Gelet op de wet van 6 juli 1983 tot toekenning van bepaalde bijzondere machten aan de Koning, inzonderheid op de artikel 1, 1° , en 2, § 2;

Gelet op de dringende noodzakelijkheid;

Gelet op het advies van de Raad van State;

Op de voordracht van Onze Ministers van Onderwijs en op het advies van Onze in Raad vergaderde Ministers,

Hebben wij besloten en besluiten wij :

Artikel 1.

De uitgestelde bezoldiging bedoeld in artikel 7, § 1, 3° , eerste lid, en 4° , van het koninklijk besluit nr. 63 van 20 juli 1982 houdende wijziging van de bezoldigingsregels van toepassing op het onderwijzend en daarmee gelijkgesteld personeel van het onderwijs met volledig leerplan en van het onderwijs voor sociale promotie of met beperkt leerplan, wordt aan de tijdelijke personeelsleden die tijdens de zomervakantie andere beroepsinkomsten hebben verworven slechts uitbetaald onder de voorwaarden gesteld in de artikelen 2 tot 4.

Art. 2.

§ 1. Aan de personeelsleden die voor de duur van hun tijdelijke prestaties in het onderwijs of voor een deel ervan, een verlof of een terbeschikkingstelling hebben bekomen als vastbenoemd of stagedoend personeelslid in een ambt met volledige prestaties van een overheidsdienst of van het onderwijs wordt de uitgestelde bezoldiging slechts toegekend indien de zomervakantie volledig in dit verlof of deze terbeschikkingstelling begrepen is.
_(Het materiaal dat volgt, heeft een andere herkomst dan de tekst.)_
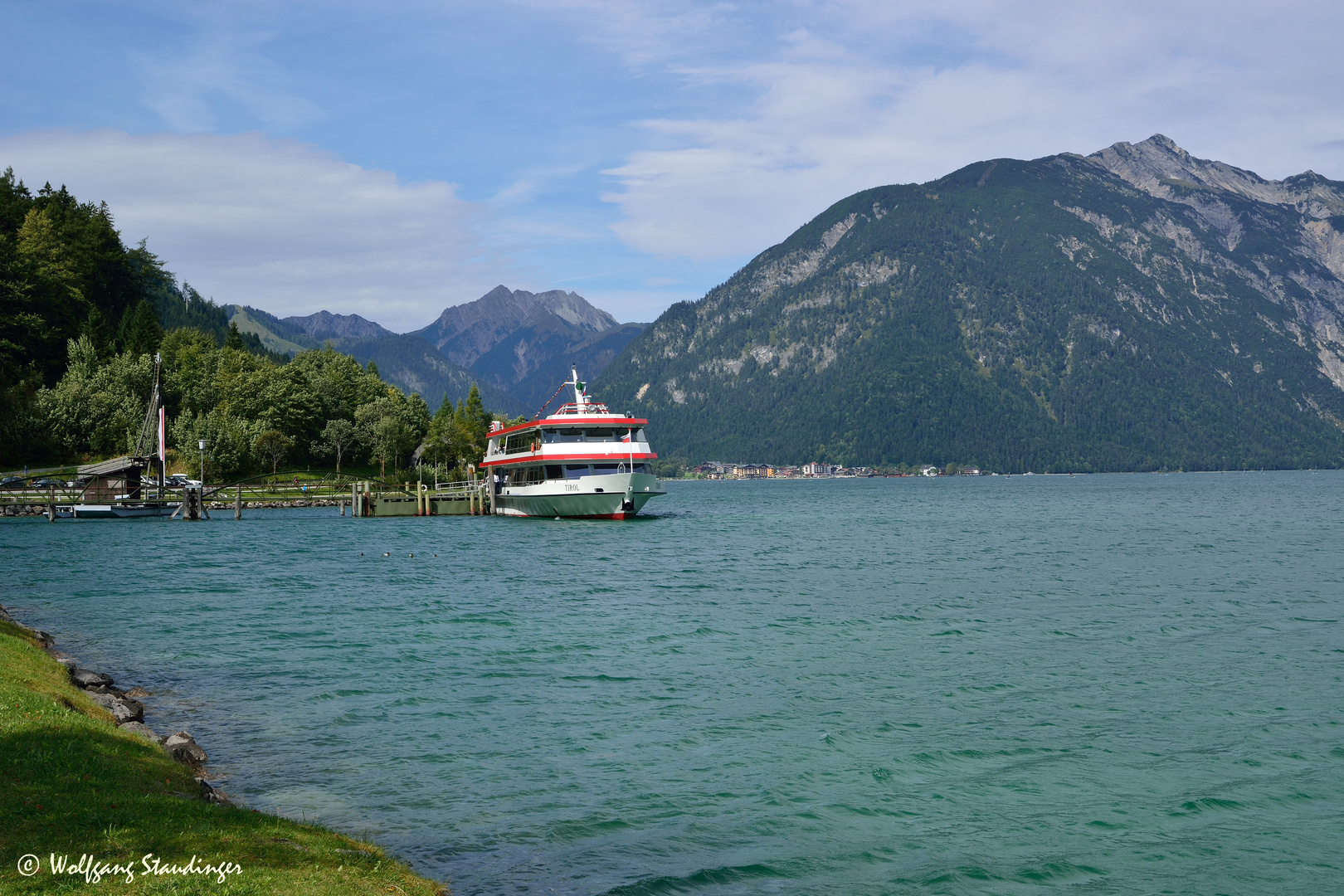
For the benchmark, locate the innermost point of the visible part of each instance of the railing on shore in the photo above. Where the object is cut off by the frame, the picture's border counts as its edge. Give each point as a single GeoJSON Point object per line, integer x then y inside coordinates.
{"type": "Point", "coordinates": [363, 496]}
§ 2. De uitgestelde bezoldiging wordt niet uitbetaald aan de personeelsleden die onmiddellijk na het einde van het schooljaar aangesteld worden als vastbenoemd of stagedoend personeelslid in een ambt met volledige prestaties van een overheidsdienst of van het onderwijs en die als zodanig recht hebben op een bezoldiging voor de maanden die samenvallen met de zomervakantie in het onderwijs.

§ 3. Aan de personeelsleden die voor hun tijdelijke prestaties als bijbetrekking worden bezoldigd, wordt de uitgestelde bezoldiging slechts uitbetaald indien het gaat om een bijbetrekking uitgeoefend in het onderwijs voor sociale promotie of met beperkt leerplan op grond van artikel 10, § 3, van het hogervermelde koninklijk besluit nr. 63 van 20 juli 1982.

Art. 3.

Aan de personeelsleden die tijdelijk een hoofdambt in het onderwijs uitoefenen en die een andere activiteit in de privé-sector hebben als loontrekkende of als zelfstandige, wordt de uitgestelde bezoldiging slechts uitbetaald indien het jaarlijks bruto-bedrag van de inkomsten verbonden aan deze andere activiteit niet hoger is dan 75 pct. van de bruto-bezoldiging die zij zouden verkrijgen voor hun hoofdambt in het onderwijs, berekend op grond van een ambt met volledige prestaties en op het minimum van de voordeligste weddeschaal die zij in de loop van het betrokken schooljaar bekomen hebben.

Voor de berekening van deze bruto-bezoldiging wordt rekening gehouden met het indexcijfer van de consumptieprijzen van kracht op 1 februari van het schooljaar waarop de uitgestelde bezoldiging betrekking heeft.

Art. 4.

De tijdelijke personeelsleden bedoeld in artikel 2, § 1 en § 2, zijn ertoe gehouden de dienst belast met de uitbetaling van de uitgestelde bezoldiging ervan kennis te geven dat zij zich bevinden in één van de erin omschreven toestanden.

Art. 5.

Dit besluit zal toepassing vinden met ingang van de zomervakantie van 1984.

Art. 6.

Onze Ministers van Onderwijs zijn, ieder wat hem betreft, belast met de uitvoering van dit besluit.